Polska konsekwentnie jest atakowana, nakładane są sankcje, blokuje się fundusze tylko dlatego, że tak jak inne państwa nasz TK stawia tamę ingerencję w porządek ustrojowy państwa. TSUE podobne działania prowadzi wobec innych państw, postępują podobnie, jednak tylko Polskę się kara. Kolejny w ciągu jednego roku wyrok Rady Stanu przypominający TSUE, że nie może stawiać się nad francuską konstytucją i w sprawach bezpieczeństwa to ona ma wyższość jest kolejnym na to dowodem
– skomentował Sebastian Kaleta, wiceminister sprawiedliwości.

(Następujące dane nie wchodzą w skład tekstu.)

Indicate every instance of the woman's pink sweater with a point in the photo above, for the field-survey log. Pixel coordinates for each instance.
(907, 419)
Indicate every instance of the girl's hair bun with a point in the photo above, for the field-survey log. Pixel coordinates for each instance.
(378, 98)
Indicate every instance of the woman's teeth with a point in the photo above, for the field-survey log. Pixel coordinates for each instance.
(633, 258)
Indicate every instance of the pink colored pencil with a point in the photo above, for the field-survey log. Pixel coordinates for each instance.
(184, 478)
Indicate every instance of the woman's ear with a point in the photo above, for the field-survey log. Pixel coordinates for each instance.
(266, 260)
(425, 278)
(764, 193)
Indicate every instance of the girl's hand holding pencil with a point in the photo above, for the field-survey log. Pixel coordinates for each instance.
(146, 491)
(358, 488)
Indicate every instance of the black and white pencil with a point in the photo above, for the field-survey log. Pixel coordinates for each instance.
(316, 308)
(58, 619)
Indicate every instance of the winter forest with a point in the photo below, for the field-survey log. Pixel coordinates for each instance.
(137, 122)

Uzurpację TSUE w ostatnich latach blokowano również w Hiszpanii, Niemczech czy Rumunii. Jednak tylko od Polski, co gorsza z udziałem polityków z naszego kraju, z dzisiejszej opozycji, oczekuje się pełnej kapitulacji i wytransferowania istotnej części suwerenności jaką prawo do ustalania procedur nominacji sędziowskich, mimo że szantaż ten jest kompletnie bezprawny
– podkreślił.
Sprawy rozpatrywane przez francuska Rade Stanu mają kluczowe znaczenie dla oceny orzecznictwa polskiego Trybunału Konstytucyjnego. Jego linia orzecznicza nie zmieniła się w roku 2016. Już wcześniej uznawał on wyższość ustawy zasadniczej nad prawa unijnym. Tymczasem to Polska i jej TK staje dziś pod pręgierzem. Dlaczego? To oczywiste. Chodzi o prawny i polityczny nacisk na państwo polskie, by podporządkowało się ono dyktatowi z Brukseli i Berlina.